Craig Murto: How to fix racing
A lot of people ask how we can fix racing.
Well, first we have to realize that there is a problem with racing. Lower spectator attendance at major events and lower TV ratings is enough to show we have a problem.
The problem is built into the sport itself; the problem is speed.
Many people are so obsessed with speed, they forget about the quality of the racing. Series officials love when their series arrives at a track and breaks the track record. But what is lost is that the faster cars go, the narrower the racing groove becomes and the less overtaking and actual side-by-side racing can occur.
Surprisingly, the best race of the weekend was the Monster Energy NASCAR Cup race at Texas Motor Speedway. The reason? Drivers actually lost control. It’s not that fans want to see accidents, but they do want to see that drivers can go over the edge. At Texas, not only did drivers lose control and cause incidents, but it appeared a number of teams were too aggressive with camber, causing worn tires to blow.
The Formula One race in Bahrain was a single-file, follow-the-leader affair only saved at the end by Vettel’s will to hang on for the win on used tires. The current formula went in the wrong direction. The cars appear aggressive, but the wider tires and aerodynamics allow the cars to run so much faster that if it were not for the Drag Reduction System that allows for less drag and artificially creates passing opportunities, the only overtaking at Bahrain would have resulted from pit stops.
The IndyCar race at Phoenix was saved by a late-race caution and a battle at the end, but for the most part the race was a single-file, follow-the-leader dud. And it’s not certain that the race will return on the IndyCar calendar in 2019, despite the long tradition the series has with the facility.
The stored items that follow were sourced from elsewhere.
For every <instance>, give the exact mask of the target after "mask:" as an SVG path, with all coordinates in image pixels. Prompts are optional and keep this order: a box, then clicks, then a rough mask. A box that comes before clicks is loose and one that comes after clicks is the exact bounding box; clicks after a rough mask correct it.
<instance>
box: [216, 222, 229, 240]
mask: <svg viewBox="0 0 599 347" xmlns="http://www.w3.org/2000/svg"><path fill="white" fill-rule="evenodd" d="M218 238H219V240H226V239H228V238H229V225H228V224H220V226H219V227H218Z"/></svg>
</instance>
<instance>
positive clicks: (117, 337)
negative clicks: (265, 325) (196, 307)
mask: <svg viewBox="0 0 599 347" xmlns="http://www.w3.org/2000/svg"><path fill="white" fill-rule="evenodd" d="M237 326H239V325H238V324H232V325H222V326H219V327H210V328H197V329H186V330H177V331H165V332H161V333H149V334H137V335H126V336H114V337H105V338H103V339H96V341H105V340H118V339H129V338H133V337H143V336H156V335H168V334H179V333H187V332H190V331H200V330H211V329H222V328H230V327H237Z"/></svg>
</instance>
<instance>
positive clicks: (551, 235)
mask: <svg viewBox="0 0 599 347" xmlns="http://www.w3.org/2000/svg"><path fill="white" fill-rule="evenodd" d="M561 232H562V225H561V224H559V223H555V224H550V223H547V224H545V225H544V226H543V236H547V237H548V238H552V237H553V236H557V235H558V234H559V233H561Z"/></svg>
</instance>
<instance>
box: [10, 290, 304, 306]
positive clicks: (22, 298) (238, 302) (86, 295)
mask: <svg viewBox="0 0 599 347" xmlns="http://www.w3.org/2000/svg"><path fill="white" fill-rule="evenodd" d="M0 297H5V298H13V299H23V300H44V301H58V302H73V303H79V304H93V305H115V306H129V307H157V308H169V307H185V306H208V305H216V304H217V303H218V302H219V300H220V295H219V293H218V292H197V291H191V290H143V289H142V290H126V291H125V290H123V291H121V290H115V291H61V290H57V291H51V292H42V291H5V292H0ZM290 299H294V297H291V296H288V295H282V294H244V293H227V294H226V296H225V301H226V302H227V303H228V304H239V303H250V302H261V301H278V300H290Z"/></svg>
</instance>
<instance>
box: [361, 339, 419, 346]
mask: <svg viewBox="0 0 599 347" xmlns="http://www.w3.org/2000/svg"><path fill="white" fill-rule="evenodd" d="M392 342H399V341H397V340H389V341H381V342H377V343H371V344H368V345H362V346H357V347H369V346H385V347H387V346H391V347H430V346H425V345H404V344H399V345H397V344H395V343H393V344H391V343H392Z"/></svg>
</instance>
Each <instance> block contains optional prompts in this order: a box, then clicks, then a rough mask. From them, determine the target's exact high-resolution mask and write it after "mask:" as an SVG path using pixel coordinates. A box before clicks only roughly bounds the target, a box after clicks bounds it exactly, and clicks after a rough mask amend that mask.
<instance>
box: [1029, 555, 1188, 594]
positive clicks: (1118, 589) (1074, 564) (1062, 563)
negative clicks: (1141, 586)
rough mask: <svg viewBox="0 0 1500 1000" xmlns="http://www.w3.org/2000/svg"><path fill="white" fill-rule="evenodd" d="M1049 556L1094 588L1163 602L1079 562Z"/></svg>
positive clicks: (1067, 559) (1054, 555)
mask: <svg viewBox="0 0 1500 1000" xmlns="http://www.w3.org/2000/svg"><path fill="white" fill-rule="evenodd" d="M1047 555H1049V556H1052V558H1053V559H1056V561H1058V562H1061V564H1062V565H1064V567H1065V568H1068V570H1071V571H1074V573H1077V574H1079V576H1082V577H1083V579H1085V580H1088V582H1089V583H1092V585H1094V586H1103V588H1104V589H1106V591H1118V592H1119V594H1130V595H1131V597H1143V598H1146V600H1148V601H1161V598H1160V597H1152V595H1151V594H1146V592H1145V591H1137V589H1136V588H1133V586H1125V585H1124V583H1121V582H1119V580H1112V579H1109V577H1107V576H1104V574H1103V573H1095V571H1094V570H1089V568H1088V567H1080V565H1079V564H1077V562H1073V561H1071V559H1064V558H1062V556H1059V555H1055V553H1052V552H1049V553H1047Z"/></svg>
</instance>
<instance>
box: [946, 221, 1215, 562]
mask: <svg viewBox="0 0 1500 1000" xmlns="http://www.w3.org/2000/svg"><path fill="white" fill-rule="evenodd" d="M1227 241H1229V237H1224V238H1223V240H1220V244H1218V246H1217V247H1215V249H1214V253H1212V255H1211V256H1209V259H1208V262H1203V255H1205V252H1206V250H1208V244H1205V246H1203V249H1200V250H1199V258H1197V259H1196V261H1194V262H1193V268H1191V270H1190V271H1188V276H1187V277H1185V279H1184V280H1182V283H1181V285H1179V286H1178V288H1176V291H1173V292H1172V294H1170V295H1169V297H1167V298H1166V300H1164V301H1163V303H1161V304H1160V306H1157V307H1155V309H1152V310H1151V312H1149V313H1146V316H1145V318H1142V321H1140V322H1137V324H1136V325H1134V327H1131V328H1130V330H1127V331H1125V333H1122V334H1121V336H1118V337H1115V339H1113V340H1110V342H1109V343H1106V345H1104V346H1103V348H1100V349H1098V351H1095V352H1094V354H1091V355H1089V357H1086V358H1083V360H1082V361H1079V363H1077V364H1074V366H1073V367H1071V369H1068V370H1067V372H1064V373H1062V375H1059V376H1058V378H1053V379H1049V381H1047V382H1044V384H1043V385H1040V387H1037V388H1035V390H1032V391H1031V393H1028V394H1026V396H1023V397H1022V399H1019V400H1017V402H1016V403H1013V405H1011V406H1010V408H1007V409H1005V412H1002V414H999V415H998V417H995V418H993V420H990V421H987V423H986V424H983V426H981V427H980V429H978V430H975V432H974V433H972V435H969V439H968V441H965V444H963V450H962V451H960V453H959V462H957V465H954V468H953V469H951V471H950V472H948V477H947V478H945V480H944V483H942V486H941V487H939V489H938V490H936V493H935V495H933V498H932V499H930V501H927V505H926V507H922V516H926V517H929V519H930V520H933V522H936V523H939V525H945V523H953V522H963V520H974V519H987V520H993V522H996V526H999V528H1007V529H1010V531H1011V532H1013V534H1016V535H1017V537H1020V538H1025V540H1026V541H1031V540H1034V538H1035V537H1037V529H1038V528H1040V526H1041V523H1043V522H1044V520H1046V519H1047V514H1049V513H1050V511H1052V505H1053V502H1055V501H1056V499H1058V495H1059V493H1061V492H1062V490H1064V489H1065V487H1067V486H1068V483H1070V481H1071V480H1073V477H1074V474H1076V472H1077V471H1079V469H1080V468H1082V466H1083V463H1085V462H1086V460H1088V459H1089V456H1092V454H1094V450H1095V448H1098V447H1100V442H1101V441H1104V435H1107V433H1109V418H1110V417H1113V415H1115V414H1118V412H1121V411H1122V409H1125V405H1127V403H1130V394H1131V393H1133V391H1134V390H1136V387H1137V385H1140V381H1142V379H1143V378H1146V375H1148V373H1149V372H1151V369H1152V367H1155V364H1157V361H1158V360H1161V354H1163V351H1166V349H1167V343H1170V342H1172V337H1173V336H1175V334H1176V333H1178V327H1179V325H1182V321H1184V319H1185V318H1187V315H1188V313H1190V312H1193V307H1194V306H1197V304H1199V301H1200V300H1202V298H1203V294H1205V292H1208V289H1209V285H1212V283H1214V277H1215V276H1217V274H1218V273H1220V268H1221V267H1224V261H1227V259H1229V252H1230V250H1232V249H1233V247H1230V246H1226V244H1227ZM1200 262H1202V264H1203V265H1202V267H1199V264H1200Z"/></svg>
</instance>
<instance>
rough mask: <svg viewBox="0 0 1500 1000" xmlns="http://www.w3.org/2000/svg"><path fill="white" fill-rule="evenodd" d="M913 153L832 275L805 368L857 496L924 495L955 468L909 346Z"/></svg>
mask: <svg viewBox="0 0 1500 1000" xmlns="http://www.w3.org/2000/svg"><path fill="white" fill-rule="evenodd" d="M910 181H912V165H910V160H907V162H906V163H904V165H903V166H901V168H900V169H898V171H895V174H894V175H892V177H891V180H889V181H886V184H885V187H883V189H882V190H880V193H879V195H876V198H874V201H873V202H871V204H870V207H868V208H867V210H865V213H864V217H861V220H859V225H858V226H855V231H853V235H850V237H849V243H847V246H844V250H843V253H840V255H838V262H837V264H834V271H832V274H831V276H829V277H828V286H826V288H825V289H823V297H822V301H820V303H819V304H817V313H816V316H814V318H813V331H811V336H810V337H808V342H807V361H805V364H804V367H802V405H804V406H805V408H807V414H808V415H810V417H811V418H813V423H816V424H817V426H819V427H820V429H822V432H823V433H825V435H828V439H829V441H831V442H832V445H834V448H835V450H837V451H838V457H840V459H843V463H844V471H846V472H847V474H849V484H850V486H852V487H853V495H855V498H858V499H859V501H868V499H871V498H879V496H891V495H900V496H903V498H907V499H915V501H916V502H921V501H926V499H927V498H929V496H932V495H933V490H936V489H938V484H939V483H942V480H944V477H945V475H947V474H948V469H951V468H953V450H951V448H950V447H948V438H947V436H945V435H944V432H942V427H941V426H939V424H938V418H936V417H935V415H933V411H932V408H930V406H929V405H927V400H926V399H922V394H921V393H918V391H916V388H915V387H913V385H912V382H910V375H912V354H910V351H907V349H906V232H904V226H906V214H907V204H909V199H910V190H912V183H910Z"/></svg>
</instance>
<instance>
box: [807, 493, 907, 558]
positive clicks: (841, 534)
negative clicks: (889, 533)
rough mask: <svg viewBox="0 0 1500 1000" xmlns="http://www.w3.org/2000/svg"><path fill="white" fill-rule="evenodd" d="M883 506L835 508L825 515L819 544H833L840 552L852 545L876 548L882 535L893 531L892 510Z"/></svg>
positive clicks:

The problem is speed. The cars are glued to the track, both with mechanical grip in the form of wide racing tires, and with aerodynamics. And as the cars go faster and faster, the groove in which they can race gets narrower and narrower until the racing resembles a high-speed single-file parade. And that results in less fan interest.
NASCAR had the right idea last year when it experimented with low-down force packages. They need to continue in that direction. Get rid of the side skirts and raise the cars up off the ground. Make them more difficult to drive.
In New England there are two types of Late Models that race on short tracks. You have the Super Late Models like those that race in the Pro All Stars Series (PASS), and the Late Models that race in the American-Canadian Tour (ACT).
When the ACT cars run a race on New England short tracks, fans love it. They are racecars, and they are competitive among themselves. Fans love the PASS cars as well. But when the ACT cars with small crate engines, stock transmissions and shocks, and eight-inch-wide tires are on the track by themselves, fans can’t tell that they’re a second a lap slower than the PASS cars with their racing engines, racing shocks, and 10-inch tires.
Likewise, in the big leagues fans won’t see the difference if all the IndyCars at Phoenix are doing 150 mph rather than 180, or if the NASCAR Cup cars were doing 175 at Texas rather than 200. But the lower speeds would result in a wider groove in which the cars could race. And that results in better action on the track.
There is nothing wrong with big-league racing that can’t be fixed. And the fix is to take away down force – a lot of it – and take away mechanical grip by putting racecars back on skinny tires.
The cars would be slower and more difficult to drive. The racing would improve. Improved racing would result in increased fan interest. Problem solved.
It’s going to be a good weekend, so be sure to record the major races on TV and visit a local short track. Or check out the road course in Summit Point, West Virginia this weekend as the Sports Car Club of America offers free spectator admission. And plan for the Denny Hamlin Short Track Showdown at Langley Speedway in Hampton, Virginia on April 19; take the day off work and see the best Late Model racers in the region compete against Hamlin, Kyle Busch and others in the Thursday night special.